Portaal  Portaalicoon  Politiek

Iers republicanisme is het streven naar de vestiging van een onafhankelijke republiek die het gehele eiland Ierland omvat.

Het idee van een al-Ierse republiek onafhankelijk van Groot-Brittannië, wier koningen een heerschappij over Ierland vestigden vanaf de 12e eeuw, kwam eind 18e eeuw op. Theobald Wolfe Tone, oprichter en leider van de Society of United Irishmen en algemeen beschouwd als de grondlegger van het Ierse republicanisme, formuleerde het als volgt:[1]

Het omverwerpen van de tirannie van onze verfoeilijke regering, het verbreken van de band met Engeland, de oneindige bron van al onze politieke ellende, en de onafhankelijkheid van mijn land bereiken, dat waren mijn doelen. Het verenigen van het hele volk van Ierland, de herinnering aan vroegere verdeeldheid uitwissen en de gemeenschappelijke naam Ier instellen ter vervanging van de denominaties protestant, katholiek en dissenter, dat waren mijn middelen.

Ideologische verschillen

[bewerken | brontekst bewerken]

Binnen het Ierse republicanisme bestaan er verschillende stromingen die een eigen invulling geven aan dit streven. Deze stromingen kunnen overlappen.

  • Katholiek nationalisme, traditioneel de sterkste stroming[2] die meent dat de Ierse natie in wezen katholiek is en het katholieke geloof, zo niet de rooms-katholieke kerk, het verenigde Ierland zou moeten domineren. De Provisional IRA (1969–2005) was de belangrijkste vertegenwoordiger van de gewapende katholieke nationalisten, Sinn Féin was er de politieke tak van. De Social Democratic and Labour Party (SDLP) vormde de vreedzame tegenhanger van PIRA/Sinn Féin die langs parlementaire weg de burgerrechten van katholieken en een verenigd Ierland probeerde te waarborgen. Beide partijen, maar vooral de SDLP, zijn gaandeweg naar links opgeschoven.
  • Protestants nationalisme, een kleine stroming van protestanten die meent dat de religieuze verdeeldheid overwonnen dient te worden en binnen een verenigd Ierland geen enkele godsdienst mag overheersen. Grondlegger Theobald Wolfe Tone was zo'n protestantse nationalist.[2]
  • Marxisme, een linkse stroming die meent dat een verenigd Ierland een volksrepubliek moet worden. De marxisten zagen het Verenigd Koninkrijk in essentie als een imperialistische, kapitalistische bezettingsmacht en probeerden ook de protestantse arbeidersklasse in Noord-Ierland voor zich te winnen in deze "klassenstrijd". De Official IRA ontstond in 1969 en voerde gewelddadige strijd tot een wapenstilstand in 1972.[3] In 1974 splitste de Irish National Liberation Army (INLA) zich van hen af en bleef vechten tot 1998.
  • Democratisch socialisme, een linkse stroming die voor de vestiging van een al-Ierse democratisch socialistische republiek is. Tegenwoordig is in Noord-Ierland vooral de SDLP representatief voor deze stroming, maar ook Sinn Féin en haar krant An Phoblacht ("De Republiek") hebben de sociaaldemocratie omarmd.[4]
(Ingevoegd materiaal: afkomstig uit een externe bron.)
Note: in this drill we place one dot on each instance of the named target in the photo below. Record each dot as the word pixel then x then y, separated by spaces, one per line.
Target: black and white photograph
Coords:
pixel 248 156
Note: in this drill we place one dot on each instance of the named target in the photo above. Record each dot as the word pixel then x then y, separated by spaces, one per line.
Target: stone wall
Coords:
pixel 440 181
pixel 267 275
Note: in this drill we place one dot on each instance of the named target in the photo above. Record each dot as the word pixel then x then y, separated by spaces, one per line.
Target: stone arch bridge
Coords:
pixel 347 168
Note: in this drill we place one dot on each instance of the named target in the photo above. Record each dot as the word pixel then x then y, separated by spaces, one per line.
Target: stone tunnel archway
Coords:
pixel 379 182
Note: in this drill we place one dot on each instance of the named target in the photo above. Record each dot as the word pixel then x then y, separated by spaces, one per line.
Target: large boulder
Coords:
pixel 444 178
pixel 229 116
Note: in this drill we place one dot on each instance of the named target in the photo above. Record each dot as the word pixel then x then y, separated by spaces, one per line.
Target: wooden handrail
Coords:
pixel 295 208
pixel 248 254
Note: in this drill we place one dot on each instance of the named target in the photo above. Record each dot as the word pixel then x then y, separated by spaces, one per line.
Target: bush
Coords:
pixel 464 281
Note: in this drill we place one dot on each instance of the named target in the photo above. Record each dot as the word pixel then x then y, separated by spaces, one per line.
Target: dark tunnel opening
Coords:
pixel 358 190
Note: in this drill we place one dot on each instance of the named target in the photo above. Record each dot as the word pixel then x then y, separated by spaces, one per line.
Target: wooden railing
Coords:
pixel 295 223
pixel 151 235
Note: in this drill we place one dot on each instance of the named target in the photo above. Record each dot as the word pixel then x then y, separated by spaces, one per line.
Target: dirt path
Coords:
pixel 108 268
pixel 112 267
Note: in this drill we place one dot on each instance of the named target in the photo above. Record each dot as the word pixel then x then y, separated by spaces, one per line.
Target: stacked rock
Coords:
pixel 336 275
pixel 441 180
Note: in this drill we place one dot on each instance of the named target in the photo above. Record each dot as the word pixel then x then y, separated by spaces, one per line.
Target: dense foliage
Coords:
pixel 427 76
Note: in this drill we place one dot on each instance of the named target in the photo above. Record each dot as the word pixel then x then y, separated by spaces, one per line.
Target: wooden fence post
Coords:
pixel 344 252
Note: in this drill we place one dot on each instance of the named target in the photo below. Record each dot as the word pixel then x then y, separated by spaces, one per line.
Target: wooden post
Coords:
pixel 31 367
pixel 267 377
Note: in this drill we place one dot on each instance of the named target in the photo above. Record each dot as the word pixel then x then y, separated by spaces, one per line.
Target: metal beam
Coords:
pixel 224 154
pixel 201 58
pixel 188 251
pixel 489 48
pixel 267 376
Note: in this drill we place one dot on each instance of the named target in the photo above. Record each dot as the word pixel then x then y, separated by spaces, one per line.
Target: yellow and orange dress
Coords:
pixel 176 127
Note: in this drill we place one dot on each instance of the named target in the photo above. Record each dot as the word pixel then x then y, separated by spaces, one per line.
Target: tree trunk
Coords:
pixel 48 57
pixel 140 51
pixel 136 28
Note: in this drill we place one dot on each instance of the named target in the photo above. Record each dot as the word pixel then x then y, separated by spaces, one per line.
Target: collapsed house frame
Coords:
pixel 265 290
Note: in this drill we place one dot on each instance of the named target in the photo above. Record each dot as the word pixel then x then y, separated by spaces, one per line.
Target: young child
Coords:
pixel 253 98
Ierse republikeinen hebben verschillende methodes gebruikt om te proberen hun doelen te bereiken. Deze varieerden van vreedzame tot gewelddadige en van politieke tot buitenparlementaire acties en konden elkaar overlappen.

  • Abstentionisme, de praktijk om mee te doen aan verkiezingen, maar eenmaal gewonnen zetels in het Britse parlement te Westminster, het Parlement van Noord-Ierland (1921–1972) of de Oireachtas van de Ierse Vrijstaat (1921–1937) niet te bezetten uit protest, om daarmee aan te geven dat men het parlement niet als legitiem erkent. Deze praktijk is gevolgd onder andere de Nationalist Party in Noord-Ierland (1921–1965, 1968–1977) en Sinn Féin van haar oprichting tot in de jaren 1920[5] en later in Noord-Ierland tussen 1972 en 1981, toen ze überhaupt niet meedeed aan verkiezingen.[6]
  • Legitimistisch republicanisme, de opvatting dat de revolutionaire Ierse Republiek (1916/19–1922) legitiem was en 'verraden' is door de Ierse Vrijstaat, sinds 1937 de huidige staat Ierland.[7] Deze stroming, vooral gevolgd door anti-Verdrag-leden van Sinn Féin, overlapte met, maar was niet gelijk aan, abstentionisme. Vanaf midden jaren 1920 waren er steeds minder legitimisten in het parlement van de Vrijstaat om aldaar hun ongenoegen over het Anglo-Ierse Verdrag te blijven uiten.[8] In 1926 splitste een groep onder leiding van Éamon de Valera zich van hen af en richtte Fianna Fáil op om de Vrijstaat te accepteren, maar te proberen deze langs parlementaire weg te hervormen.[7] De zeven overgebleven legitimisten die nog in het tweede parlement van de Ierse Republiek hadden gezeten, verklaarden op 8 december 1938 dat voortaan de Legerraad van de IRA de legitieme regering van Ierland was en weigerden de opdeling van Ierland te erkennen.
  • Fysieke kracht-republicanisme, het gebruik van geweld om de onafhankelijkheid van heel Ierland af te dwingen. Dit kan zowel gericht zijn tegen de Britse als de Ierse overheid en burgers van beide zijden. De Society of United Irishmen (jaren 1790), Young Ireland (1848),[9] de Irish Republican Brotherhood (1858–1924, ook wel de "Fenians" genoemd) en de IRA en alle latere vormen en afsplitsingen van de IRA hebben deze strategie gebruikt.[10] Met het Goede Vrijdag-akkoord van 1998 legden de meeste republikeinse paramilitairen de wapens neer. Een minderheid aan splintergroeperingen zette ook na 1998 de gewelddadige strijd nog voort; zij worden samen dissidente republikeinen genoemd.[11] De fysieke kracht-traditie is zelden dominant geweest binnen het Ierse republicanisme en ook zelden een succesvolle methode gebleken om haar doelen te bereiken (de Onafhankelijkheidsoorlog was de grootste uitzondering, maar ook daar faalde zij op belangrijke punten).[2]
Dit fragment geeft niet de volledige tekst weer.